A particle of specific charge $\dfrac{q}{m}=\pi ck{{g}^{-1}}$ is projected from the origin towards $+ve\text{ }x-axis$ with a velocity of $10m{{s}^{-1}}$ in a uniform magnetic field $\overrightarrow{B}=-2\widehat{k}T$.The velocity of the particle after time $\overrightarrow{t}=\dfrac{1}{12}s$ will be..
A. $5\left[ \hat{i}+\sqrt{3}\hat{j} \right]$
B. $5\left[ \sqrt{3}\hat{i}+\hat{j} \right]$
C. $5\left[ \sqrt{3}\hat{i}-\hat{j} \right]$
D. $5\left[ \hat{i}+\hat{j} \right]$

Answer 1

Let a charged particle enter in a magnetic field (uniform) with a velocity perpendicular to the direction of field. We see that a force starts acting on the particle and revolves in a circular path.

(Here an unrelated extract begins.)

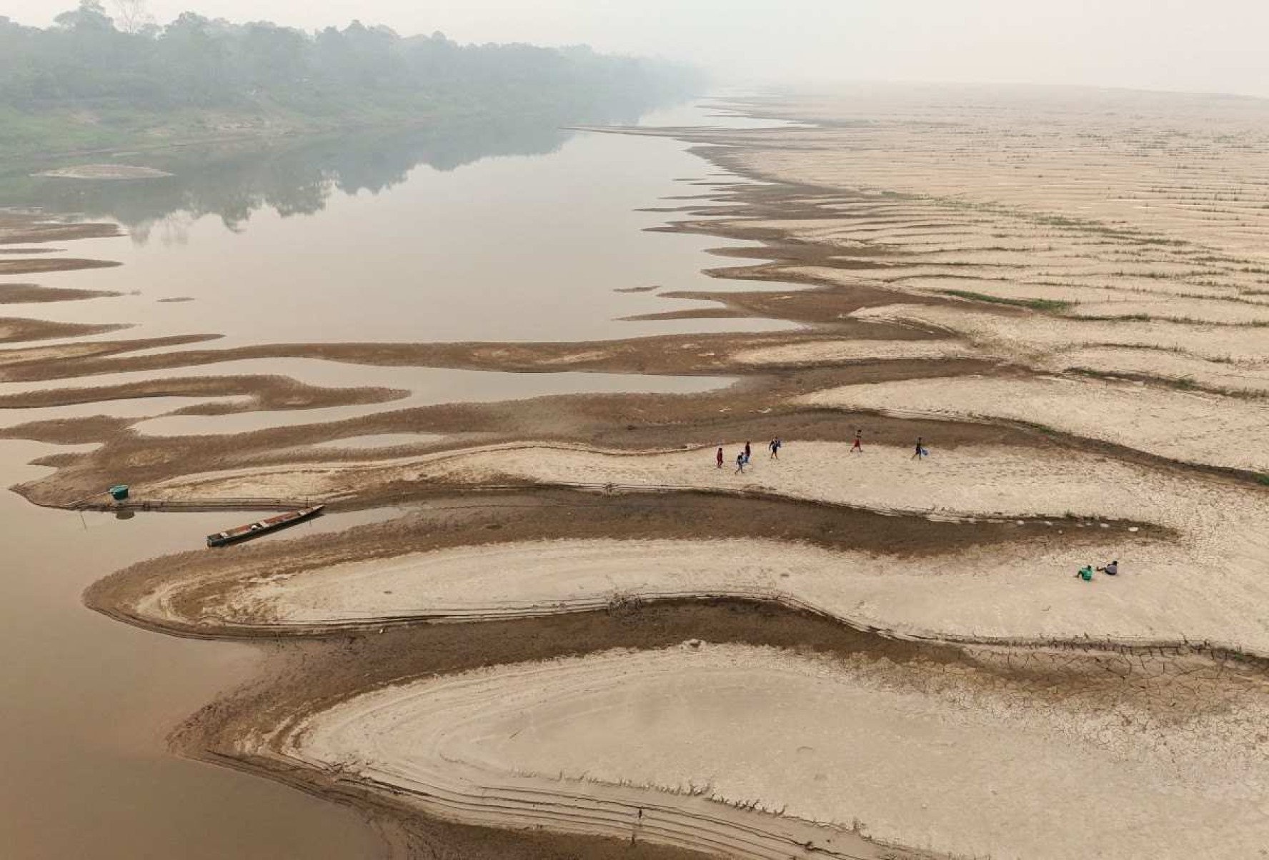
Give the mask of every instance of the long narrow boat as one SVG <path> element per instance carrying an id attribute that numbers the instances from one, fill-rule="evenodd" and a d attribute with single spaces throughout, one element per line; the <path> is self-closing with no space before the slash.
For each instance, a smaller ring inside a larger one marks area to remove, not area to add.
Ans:
<path id="1" fill-rule="evenodd" d="M 270 516 L 266 520 L 258 520 L 255 523 L 249 523 L 247 525 L 240 525 L 236 529 L 217 531 L 216 534 L 207 535 L 207 545 L 223 547 L 227 543 L 246 540 L 249 538 L 256 538 L 261 534 L 268 534 L 269 531 L 277 531 L 278 529 L 284 529 L 288 525 L 294 525 L 301 520 L 316 516 L 324 507 L 326 506 L 313 505 L 312 507 L 301 507 L 298 511 L 287 511 L 286 514 Z"/>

We termed 2 X magnetic fields inside the paper. In such conditions we observe that there is a particular radius of the circular path and a time period of Revolution is there.
In our diagram we conclude that a force is acting on the particle at every point which made it revolve in circular path as it is acting towards radius (centripetal force)

Complete answer:
We can write:
Centripetal force = Magnetic force.
$\dfrac{m{{v}^{2}}}{r}=qvB$
$v=\dfrac{qBr}{m}\text{ }\left( \text{This is the velocity of the particle} \right)$
$r=\dfrac{mv}{qB}$
Time period of revolution $=\dfrac{2\pi r}{v}$
$T=\dfrac{2\pi }{v}\left( \dfrac{mv}{qB} \right)$
$T=\dfrac{2\pi m}{qB}$
Let the direction of magnetic field in -z direction then if a particle with velocity ‘v’ making an angle $\theta$ with field enters into it the components of velocity are divided into $\sin$ and $\cos ine$.
According to our discussion Time period of Revolution is
$T=\dfrac{2\pi m}{qB}=\dfrac{2\pi m}{\left( \dfrac{q}{m} \right)B}\text{ }\left( \text{given }q=\dfrac{q}{m} \right)$
$T=2\pi =1s$
After a time period of $\dfrac{1}{12}\sec ,\theta =\dfrac{360{}^\circ }{12}=30{}^\circ$
The velocity components are
$\overrightarrow{v}=10\left( \cos 30\widehat{i}+\sin 30\widehat{j} \right)$
$\overrightarrow{v}=10\left( \dfrac{\sqrt{3}}{2}\widehat{i}+\dfrac{1}{2}\widehat{j} \right)$
$\overrightarrow{v}=5\left( \sqrt{3}\widehat{i}+\widehat{j} \right)$

The correct answer is option B.

Note:
The velocity component if perpendicular to the magnetic field then the particle is revolved in a circular path. As we have discussed that this path has its own velocity and revolution time - Let the particle enter parallel to the field. In this case the particle moves parallel with the same velocity in the direction of the field. We have a charged particle with motion having angle $'\theta '$ with the field then the particle moves in helical motion.